P-FPMI-67 - P-FPMI-67
Briefly, a 2-3 m section of jejunum was transected and isolated from the functional digestive tract without compromising the mesenteric attachment or altering intestinal contents. The continuity of the remaining digestive tract was re-established by end-to-end anastomoses and the isolated section of jejunum was closed at both ends by inversion sutures. This section was sub-divided using silk ligatures into 10-15 cm long segments, designated as loops and each loop was separated by 15-70 cm long interspaces. These titrations were performed over a 20-fold range (50-1000 µL of stock virus) using field isolate BRV (3.5 X 107 pfu/mL) diluted to a total volume of 5 mL with calcium and magnesium-free phosphate-buffered saline, (PBS) [0.137 M NaCl (Sigma- Aldrich Canada Ltd., Oakville, ON, Canada), 2.7 mM KCl (Sigma-Aldrich), 8 mM Na2HPO4 (Sigma-Aldrich), 1.47 mM KH2PO4 (Sigma-Aldrich) ; pH 7.3] and injected into duplicate loops.

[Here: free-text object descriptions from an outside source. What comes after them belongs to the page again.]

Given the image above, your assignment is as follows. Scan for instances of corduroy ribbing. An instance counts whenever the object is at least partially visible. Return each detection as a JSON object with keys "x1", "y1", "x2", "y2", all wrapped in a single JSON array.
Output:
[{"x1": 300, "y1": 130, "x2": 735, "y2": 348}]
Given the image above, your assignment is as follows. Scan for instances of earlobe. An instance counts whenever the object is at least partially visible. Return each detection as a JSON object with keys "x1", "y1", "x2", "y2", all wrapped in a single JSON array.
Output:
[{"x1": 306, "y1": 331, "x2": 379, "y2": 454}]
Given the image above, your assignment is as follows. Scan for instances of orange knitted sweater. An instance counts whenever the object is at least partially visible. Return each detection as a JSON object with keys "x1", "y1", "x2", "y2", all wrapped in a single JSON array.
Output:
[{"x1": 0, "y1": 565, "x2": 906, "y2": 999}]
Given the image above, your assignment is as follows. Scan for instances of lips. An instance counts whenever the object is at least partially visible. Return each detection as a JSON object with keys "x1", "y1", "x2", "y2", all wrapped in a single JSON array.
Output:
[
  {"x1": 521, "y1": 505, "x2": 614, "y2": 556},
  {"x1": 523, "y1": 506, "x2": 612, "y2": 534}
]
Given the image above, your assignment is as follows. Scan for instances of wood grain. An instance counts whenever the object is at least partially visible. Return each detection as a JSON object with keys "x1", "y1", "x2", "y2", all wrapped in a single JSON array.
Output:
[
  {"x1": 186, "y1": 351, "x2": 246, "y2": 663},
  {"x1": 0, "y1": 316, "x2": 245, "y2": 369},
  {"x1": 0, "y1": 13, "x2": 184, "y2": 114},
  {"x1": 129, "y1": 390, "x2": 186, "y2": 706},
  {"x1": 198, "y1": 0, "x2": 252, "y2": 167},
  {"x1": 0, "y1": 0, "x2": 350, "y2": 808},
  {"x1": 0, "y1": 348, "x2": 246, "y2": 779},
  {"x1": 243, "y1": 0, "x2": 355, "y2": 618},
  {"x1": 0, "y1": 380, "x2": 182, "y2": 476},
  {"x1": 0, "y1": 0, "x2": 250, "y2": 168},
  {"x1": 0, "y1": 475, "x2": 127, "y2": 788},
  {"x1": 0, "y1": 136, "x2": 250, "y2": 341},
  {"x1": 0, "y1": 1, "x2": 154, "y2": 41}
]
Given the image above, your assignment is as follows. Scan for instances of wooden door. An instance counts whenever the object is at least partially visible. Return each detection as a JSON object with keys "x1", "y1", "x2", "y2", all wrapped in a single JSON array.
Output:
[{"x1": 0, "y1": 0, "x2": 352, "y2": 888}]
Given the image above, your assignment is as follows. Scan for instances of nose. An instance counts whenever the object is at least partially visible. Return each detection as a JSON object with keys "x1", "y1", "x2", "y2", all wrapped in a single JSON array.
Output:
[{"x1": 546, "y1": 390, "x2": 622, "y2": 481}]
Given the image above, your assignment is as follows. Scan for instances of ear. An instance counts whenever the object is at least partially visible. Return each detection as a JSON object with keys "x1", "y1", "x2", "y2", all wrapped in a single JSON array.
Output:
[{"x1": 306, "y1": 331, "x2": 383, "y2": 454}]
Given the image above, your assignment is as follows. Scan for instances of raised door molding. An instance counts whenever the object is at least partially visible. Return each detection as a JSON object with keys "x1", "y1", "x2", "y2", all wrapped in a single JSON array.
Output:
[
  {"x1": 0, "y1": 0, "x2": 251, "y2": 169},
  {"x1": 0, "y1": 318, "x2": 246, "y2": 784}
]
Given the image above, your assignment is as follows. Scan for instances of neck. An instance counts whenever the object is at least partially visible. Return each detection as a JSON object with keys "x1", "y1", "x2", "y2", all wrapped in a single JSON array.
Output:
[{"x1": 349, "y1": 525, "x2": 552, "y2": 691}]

Duplicate control loops were mock-infected with 5 mL of PBS for a total of at least four infected loops and two control loops/animal. Four animals were used. Calves were treated post-surgery with enrofloxacin (Baytril, Bayer Inc. Animal Health, Toronto, ON, Canada) and flunixine meglumine (Cronyxin, Bioniche Animal Health Canada, Belleville, ON, Canada) and euthanized 18 h post-infection. Intestinal contents were collected from each intestinal loop at the time of tissue collection and the total volume of fluid/loop was recorded.
Tissue infected with 500 µL of BRV stock and their respective animal matched PBS control loops were used for microarray analysis and these tissues were collected immediately following euthanasia, rinsed in PBS, and stored in RNAlater (Ambion, Inc. Austin, TX, USA) for 24 hours at room temperature before being frozen at 20°C to preserve the RNA integrity.